En esta aparente “finalización” de la guerra —entre comillas, porque lo que queda es una tierra desangrada y dividida— se impone una narrativa diplomática que busca pasar la página sin leerla. Las instituciones internacionales, exhaustas o cooptadas, no parecen tener voluntad de escarbar en las responsabilidades. Los discursos de reconstrucción y normalidad encubren una verdad más incómoda: el genocidio tardará años en ser reconocido, si es que alguna vez lo es.

La ausencia de intervención militar efectiva de organismos multilaterales, la tibieza de las sanciones y la complicidad de ciertos actores globales abrieron el camino a esta impunidad. Mientras las naciones discuten el costo energético y los mercados celebran la estabilidad del gas, las víctimas quedan relegadas al pie de página. Y no es un descuido: es una estrategia. La política internacional aprendió que las guerras pueden cerrarse con comunicados, sin necesidad de justicia.

En este tablero, la responsabilidad de Israel —que jugó un papel ambivalente, entre la asesoría militar y el silencio estratégico— aparece como una de las grandes omisiones del relato oficial. Su rol, poco reconocido, en el suministro de inteligencia y tecnología de defensa, o en la validación moral de ciertas tácticas militares, permanece al margen de toda investigación seria. Y sin embargo, es parte del mismo entramado de poder que ha convertido los conflictos contemporáneos en laboratorios geopolíticos de impunidad.

La historia demuestra que los genocidios no terminan cuando cesan los bombardeos, sino cuando la verdad logra imponerse sobre la conveniencia. Bosnia, Ruanda, Gaza: las cronologías cambian, pero el patrón se repite. Primero el horror, luego la negación, más tarde la demora. En Ucrania, la verdad se archivará entre informes clasificados, comisiones de investigación sin dientes y memoriales que algún día intentarán contar lo que hoy se silencia.

En todo esto, está también, el arte. En toda guerra, el arte sufre primero y resiste después. Durante los bombardeos, las colecciones se ocultan bajo tierra; los artistas huyen, o transforman su exilio en lienzo. Cada pintura, cada instalación o mural se convierte en testimonio de lo que los informes oficiales omitirán. Así ocurrió en Sarajevo, en Gaza, en Afganistán. Ahora sucede en Ucrania: el arte como trinchera moral, como memoria insurgente contra el olvido programado.

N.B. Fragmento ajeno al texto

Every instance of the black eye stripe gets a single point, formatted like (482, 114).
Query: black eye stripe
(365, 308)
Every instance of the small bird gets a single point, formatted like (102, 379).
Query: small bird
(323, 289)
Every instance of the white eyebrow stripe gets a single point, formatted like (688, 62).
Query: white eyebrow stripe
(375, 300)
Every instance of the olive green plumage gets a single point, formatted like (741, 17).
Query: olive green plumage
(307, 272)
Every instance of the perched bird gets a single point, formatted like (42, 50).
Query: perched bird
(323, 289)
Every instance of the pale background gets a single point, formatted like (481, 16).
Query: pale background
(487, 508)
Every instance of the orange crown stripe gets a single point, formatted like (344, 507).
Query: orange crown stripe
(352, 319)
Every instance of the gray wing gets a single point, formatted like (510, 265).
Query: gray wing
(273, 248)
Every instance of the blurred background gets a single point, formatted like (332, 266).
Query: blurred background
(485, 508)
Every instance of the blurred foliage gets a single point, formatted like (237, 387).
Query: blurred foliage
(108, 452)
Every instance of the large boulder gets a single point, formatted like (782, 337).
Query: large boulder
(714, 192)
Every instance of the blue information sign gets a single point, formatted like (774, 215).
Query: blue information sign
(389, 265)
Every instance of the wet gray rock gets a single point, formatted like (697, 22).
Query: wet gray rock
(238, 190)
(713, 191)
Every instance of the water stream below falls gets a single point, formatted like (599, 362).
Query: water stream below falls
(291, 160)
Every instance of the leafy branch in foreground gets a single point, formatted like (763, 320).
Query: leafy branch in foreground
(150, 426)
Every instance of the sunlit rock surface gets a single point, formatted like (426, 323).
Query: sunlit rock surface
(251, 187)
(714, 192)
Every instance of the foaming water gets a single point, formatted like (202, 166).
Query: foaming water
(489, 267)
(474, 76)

Lo paradójico es que las mismas potencias que callaron frente al sufrimiento serán las primeras en financiar exposiciones “por la paz”. Veremos retrospectivas de la guerra en museos europeos, curadas con el mismo tacto con que se blanquea una culpa. Es la vieja operación cultural de Occidente: transformar el horror en relato estético, para hacerlo soportable, vendible, visitable. El arte convertido en anestesia, en vez de en denuncia.

Y sin embargo, el verdadero arte de la guerra —el que emerge del dolor, no del patrocinio— se niega a ese uso. Los artistas ucranianos, como los palestinos o los sirios antes que ellos, crean no para reconciliar sino para recordar. Su obra no busca consuelo, sino verdad. Cada mural, cada fotografía, cada poema es una acusación. En ellos se conserva lo que los comunicados políticos borran: el nombre, el rostro, la historia de las víctimas.

Cuando la justicia internacional se detiene, el arte asume la función del testimonio. Es la memoria que no puede archivarse ni silenciarse. Puede que los juicios no lleguen, que la reparación tarde décadas, pero una pintura, una canción o una performance seguirán recordando lo que se intentó olvidar. Esa es su victoria silenciosa.

El cese al fuego en Ucrania no puede ser el final del relato, sino apenas su preludio. Si la comunidad internacional convierte la reconstrucción en una cortina de humo, si los crímenes se diluyen entre los discursos y los intereses, la historia volverá a repetirse. Pero mientras exista un artista que pinte lo que vio, una mujer que cante lo que perdió, un museo que conserve lo que intentaron borrar, habrá resistencia. Porque el arte, a diferencia de la política, nunca firma el olvido.